Bethel was a baby when her mother noticed her eyes moving rapidly back and forth (a condition called nystagmus) and set out on a medical maze to identify the cause. Although ocular albinism does not come with the reddish-looking eyes sometimes associated with general albinism, Bethel did have very pale skin and white hair as a child—unlike the other members of her Sephardic Jewish family. “I was always the ghost with the white hair,” she says.

Her appearance made her a target for bullies, but her resolve to not let blindness define her was born even earlier.

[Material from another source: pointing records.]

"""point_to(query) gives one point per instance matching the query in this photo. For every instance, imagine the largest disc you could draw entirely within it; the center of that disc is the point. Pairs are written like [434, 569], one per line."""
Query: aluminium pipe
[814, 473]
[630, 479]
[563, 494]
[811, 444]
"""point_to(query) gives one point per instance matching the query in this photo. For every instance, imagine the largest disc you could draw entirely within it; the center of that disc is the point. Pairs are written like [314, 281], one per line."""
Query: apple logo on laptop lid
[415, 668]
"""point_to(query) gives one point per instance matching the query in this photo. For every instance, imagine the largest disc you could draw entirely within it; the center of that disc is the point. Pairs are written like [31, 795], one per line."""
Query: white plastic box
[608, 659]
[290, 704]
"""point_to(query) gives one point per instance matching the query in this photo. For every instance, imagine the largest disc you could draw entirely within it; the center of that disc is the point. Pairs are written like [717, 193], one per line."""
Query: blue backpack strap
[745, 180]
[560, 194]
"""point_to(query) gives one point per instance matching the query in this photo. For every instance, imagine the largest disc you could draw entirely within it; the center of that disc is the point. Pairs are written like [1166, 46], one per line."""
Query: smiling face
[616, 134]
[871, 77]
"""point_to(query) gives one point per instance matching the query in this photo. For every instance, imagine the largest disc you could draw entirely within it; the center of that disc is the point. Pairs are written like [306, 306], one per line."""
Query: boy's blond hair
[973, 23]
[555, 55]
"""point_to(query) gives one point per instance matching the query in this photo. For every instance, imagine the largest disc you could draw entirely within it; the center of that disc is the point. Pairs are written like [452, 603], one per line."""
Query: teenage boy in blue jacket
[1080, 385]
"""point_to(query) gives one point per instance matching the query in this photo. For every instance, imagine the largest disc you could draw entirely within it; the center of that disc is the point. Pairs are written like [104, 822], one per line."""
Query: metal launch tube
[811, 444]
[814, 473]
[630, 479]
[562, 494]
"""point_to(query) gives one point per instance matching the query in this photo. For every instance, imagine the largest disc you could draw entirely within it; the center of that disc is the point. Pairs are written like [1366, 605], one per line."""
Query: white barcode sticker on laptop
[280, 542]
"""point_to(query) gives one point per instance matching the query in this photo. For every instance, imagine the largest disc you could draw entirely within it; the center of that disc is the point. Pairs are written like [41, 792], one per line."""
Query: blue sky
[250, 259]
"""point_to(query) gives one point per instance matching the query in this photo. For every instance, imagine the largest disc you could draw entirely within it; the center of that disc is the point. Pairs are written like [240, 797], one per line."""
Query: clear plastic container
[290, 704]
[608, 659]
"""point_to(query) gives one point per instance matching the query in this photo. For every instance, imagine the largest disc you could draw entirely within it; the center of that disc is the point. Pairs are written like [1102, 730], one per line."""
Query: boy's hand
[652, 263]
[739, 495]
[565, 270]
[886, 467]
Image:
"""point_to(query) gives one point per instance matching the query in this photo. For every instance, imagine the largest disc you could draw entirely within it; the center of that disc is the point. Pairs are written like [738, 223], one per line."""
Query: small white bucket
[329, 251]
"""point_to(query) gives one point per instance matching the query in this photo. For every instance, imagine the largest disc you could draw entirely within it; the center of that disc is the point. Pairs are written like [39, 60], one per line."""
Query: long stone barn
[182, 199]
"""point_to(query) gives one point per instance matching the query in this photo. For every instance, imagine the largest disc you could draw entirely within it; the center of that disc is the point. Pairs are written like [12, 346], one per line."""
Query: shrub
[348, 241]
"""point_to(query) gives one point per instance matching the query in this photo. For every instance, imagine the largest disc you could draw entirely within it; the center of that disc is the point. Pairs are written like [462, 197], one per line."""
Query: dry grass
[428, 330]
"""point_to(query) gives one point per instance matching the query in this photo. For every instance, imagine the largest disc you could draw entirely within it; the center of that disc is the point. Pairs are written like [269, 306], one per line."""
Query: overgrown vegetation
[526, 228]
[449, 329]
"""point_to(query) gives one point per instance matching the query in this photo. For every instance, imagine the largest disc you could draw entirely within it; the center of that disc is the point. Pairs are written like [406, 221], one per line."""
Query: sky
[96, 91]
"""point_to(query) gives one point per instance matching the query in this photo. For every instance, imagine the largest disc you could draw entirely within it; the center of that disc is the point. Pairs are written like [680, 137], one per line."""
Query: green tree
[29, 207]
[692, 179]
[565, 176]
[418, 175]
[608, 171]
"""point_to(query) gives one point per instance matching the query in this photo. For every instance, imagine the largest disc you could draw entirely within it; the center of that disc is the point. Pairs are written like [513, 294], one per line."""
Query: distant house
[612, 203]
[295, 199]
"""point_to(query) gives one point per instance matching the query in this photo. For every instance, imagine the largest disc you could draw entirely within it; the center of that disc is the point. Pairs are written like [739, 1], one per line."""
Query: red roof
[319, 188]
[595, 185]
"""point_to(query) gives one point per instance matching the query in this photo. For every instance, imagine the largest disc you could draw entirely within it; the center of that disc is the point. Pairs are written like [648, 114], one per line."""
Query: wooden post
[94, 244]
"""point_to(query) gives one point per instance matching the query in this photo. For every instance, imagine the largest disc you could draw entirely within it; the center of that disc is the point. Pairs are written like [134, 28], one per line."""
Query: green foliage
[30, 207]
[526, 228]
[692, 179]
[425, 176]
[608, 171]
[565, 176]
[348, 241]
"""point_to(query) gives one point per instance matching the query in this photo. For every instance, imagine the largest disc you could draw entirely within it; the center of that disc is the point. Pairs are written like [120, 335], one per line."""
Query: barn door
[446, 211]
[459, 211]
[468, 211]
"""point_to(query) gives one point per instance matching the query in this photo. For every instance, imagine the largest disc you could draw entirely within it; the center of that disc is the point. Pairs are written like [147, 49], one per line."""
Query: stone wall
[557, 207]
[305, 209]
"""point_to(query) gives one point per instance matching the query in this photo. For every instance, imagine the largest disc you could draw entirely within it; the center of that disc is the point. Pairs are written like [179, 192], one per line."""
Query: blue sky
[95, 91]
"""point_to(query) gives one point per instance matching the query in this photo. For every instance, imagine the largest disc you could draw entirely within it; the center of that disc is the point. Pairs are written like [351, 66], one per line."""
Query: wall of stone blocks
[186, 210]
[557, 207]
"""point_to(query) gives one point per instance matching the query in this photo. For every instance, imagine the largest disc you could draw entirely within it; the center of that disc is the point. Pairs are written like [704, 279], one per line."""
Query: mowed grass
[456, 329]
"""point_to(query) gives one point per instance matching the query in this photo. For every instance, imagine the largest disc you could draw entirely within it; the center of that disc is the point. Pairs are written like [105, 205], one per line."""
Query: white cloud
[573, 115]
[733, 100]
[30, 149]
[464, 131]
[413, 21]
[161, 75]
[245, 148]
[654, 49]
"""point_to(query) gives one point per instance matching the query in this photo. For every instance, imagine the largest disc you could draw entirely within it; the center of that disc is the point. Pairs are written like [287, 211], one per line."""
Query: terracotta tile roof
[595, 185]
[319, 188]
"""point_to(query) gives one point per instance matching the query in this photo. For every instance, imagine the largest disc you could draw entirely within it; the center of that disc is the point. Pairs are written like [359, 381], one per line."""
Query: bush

“My parents, they never stated it as a problem that would keep me from doing anything,” says Bethel, whose mother, Carol Froehlich, was a school counselor. Her father, Rick Froehlich, was an accountant and CFO of the private company that developed the Dul­les Greenway. They moved to Fairfax County from Atlanta when she was in fourth grade.

“I have an older sister. She rode a bike, I wanted to ride a bike,” Bethel recalls. “Doctors told my parents I wouldn’t go to a regular school…that I wouldn’t do things like gymnastics or dance that required a lot of balance. And my parents just pretty much said, ‘We’re not going to listen to that. She’s a kid and if she wants to try, we’re going to give her that opportunity.’ That’s what they have done for everything in my life.”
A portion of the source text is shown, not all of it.